We compared characteristics between treatment groups using Pearson’s chi-square and the Wilcoxon rank sum tests. Cumulative and type-specific nevirapine mutations assessed through population-sequencing and real-time PCR testing at 2 and 6 weeks postpartum in plasma and breastmilk were compared by treatment group. A relative risk and 95% confidence interval for nevirapine resistance comparing women receiving nevirapine/zidovudine+lamivudine to women receiving nevirapine alone was estimated in a modified multivariable Poisson regression model using robust error variances 22
. Drug resistance refers to combined results of population sequencing and/or real-time PCR testing, unless otherwise stated. Unamplifiable specimens and those with viral load levels too low to detect minority variants were excluded from analyses (2 weeks postpartum: n=54 in sdNVP/ZDV+3TC group and n=19 in sdNVP group (p=0.001); 6 weeks postpartum: n=15 in sdNVP/ZDV+3TC group and n=2 in sdNVP group (p=0.05). Statistical analyses were performed using SAS version 9.1.

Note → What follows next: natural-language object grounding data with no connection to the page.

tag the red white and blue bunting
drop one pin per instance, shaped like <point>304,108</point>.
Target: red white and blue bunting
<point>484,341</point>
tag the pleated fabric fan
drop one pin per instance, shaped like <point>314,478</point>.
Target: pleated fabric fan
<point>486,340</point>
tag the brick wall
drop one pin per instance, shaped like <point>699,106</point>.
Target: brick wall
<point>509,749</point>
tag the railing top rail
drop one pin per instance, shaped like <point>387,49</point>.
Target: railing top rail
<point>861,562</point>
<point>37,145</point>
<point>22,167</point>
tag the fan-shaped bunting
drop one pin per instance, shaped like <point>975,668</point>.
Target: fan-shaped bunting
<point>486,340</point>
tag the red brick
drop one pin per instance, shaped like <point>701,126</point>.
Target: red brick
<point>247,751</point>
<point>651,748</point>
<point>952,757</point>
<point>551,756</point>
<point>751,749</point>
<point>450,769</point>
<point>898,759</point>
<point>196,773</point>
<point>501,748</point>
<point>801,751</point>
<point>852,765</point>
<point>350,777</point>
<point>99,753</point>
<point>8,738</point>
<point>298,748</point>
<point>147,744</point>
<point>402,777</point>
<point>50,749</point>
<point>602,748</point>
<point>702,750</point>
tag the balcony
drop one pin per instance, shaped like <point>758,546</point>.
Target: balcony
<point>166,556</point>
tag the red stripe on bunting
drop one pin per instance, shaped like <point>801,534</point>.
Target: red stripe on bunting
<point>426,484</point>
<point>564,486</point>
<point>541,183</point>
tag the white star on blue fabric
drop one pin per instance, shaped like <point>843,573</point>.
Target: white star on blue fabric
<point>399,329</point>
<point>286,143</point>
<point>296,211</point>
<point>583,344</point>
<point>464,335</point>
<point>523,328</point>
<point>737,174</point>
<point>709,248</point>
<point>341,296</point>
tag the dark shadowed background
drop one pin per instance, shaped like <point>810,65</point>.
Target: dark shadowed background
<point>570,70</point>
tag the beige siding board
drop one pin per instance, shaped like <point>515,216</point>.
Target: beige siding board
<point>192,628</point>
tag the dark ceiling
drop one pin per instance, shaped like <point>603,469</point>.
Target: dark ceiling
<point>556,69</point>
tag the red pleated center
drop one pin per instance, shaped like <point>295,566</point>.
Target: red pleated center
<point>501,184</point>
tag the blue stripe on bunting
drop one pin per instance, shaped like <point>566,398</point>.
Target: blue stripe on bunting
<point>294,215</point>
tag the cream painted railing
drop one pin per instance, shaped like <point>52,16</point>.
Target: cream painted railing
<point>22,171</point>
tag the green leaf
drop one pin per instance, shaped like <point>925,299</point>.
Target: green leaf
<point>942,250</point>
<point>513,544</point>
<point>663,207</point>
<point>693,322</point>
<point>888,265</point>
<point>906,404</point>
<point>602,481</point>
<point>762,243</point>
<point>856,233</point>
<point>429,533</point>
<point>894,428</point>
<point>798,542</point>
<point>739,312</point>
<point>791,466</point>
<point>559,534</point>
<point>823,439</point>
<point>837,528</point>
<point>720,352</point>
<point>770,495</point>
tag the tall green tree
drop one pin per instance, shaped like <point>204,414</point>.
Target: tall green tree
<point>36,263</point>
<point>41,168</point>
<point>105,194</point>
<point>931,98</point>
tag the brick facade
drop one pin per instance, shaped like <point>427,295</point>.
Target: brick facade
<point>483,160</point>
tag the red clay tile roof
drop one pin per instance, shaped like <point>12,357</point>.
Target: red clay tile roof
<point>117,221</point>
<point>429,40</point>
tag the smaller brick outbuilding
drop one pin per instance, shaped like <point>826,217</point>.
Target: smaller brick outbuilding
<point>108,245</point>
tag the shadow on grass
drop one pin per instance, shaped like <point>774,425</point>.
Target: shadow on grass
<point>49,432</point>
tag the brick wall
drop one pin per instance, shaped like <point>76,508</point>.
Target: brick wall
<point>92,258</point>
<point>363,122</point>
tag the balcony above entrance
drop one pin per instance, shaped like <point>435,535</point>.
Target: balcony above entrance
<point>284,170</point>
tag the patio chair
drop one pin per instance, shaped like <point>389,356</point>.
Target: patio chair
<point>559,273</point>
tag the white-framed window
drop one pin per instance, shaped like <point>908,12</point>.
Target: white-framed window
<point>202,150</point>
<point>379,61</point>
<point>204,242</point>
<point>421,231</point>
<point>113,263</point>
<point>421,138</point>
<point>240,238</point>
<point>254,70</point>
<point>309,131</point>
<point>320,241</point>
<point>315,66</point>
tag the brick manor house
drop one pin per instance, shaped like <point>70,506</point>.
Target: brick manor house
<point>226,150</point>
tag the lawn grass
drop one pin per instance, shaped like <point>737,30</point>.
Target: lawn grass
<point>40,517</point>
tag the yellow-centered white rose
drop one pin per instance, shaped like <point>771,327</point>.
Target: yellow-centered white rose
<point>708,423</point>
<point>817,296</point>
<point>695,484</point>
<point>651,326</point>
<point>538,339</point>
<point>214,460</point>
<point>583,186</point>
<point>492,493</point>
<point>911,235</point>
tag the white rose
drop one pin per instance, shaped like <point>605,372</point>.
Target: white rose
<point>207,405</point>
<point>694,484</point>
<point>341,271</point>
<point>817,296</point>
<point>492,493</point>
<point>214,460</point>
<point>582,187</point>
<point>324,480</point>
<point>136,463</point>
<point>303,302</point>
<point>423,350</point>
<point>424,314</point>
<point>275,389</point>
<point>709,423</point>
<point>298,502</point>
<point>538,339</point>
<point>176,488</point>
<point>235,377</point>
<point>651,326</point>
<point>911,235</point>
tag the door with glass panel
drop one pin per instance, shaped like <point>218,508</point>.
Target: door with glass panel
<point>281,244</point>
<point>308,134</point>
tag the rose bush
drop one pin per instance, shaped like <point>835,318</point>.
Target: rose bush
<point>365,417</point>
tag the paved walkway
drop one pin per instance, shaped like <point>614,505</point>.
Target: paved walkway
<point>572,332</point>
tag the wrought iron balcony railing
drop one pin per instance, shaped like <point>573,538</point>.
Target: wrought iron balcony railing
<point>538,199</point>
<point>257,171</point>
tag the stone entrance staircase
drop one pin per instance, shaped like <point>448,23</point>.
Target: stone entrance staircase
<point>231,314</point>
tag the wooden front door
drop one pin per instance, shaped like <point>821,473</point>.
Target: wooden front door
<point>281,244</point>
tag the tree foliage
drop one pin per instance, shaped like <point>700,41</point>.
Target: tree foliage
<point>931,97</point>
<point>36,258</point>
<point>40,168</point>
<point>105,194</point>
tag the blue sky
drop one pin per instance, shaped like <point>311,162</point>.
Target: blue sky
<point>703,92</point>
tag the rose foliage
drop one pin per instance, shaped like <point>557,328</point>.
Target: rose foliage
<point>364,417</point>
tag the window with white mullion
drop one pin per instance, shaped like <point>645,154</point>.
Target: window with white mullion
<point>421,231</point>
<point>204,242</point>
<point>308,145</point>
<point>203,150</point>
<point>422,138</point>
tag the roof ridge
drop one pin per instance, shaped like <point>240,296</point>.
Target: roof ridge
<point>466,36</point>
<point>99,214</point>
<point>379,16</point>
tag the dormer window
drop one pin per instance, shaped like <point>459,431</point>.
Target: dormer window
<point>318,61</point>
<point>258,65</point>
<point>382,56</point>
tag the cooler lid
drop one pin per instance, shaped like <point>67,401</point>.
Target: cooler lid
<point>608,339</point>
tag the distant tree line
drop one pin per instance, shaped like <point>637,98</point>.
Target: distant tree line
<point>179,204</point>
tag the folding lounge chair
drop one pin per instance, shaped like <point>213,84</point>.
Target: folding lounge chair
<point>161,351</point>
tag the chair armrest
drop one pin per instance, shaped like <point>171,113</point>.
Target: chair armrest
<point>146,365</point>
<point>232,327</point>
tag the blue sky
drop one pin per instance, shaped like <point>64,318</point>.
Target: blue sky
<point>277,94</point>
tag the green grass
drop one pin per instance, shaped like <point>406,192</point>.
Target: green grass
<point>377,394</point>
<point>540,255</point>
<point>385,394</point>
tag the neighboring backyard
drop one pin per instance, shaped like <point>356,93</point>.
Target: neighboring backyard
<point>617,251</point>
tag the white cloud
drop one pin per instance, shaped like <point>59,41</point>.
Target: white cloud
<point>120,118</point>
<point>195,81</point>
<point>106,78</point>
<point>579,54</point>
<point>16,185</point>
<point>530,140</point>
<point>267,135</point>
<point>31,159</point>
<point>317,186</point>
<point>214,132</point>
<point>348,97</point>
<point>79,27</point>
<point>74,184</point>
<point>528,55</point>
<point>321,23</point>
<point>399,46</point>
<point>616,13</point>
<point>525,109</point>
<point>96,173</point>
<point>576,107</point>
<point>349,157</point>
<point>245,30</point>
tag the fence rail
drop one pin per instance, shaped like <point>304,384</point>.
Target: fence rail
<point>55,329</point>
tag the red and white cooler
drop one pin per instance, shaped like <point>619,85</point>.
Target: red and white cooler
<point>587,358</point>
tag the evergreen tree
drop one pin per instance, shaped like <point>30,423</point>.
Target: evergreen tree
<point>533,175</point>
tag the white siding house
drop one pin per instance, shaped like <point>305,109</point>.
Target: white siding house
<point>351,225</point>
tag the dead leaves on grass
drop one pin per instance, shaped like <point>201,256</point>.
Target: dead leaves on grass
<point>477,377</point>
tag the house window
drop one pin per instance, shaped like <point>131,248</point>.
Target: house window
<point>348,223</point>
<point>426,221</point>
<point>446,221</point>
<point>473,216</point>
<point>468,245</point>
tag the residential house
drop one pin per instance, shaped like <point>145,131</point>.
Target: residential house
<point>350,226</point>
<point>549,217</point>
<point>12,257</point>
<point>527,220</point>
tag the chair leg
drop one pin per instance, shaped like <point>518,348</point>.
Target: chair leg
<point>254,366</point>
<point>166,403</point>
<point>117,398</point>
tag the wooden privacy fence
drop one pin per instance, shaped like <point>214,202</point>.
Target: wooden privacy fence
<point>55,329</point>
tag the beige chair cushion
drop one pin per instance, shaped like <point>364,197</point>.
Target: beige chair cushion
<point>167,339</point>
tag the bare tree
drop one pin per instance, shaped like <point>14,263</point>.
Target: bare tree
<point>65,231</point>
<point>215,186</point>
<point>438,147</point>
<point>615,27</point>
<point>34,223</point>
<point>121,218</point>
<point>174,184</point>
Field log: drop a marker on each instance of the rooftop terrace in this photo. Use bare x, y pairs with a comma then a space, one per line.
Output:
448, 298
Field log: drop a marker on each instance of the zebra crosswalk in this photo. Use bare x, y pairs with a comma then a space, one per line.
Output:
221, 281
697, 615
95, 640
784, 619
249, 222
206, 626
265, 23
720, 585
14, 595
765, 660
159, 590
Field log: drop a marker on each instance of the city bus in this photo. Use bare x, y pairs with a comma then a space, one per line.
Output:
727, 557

The current study was approved by the Malawi National Health Science Research Council and the institutional review boards at the University of North Carolina at Chapel Hill and the U.S. Centers for Disease Control and Prevention (ClinicalTrials.gov Identifier NCT00164762). The institutions’ human experimentation guidelines were followed.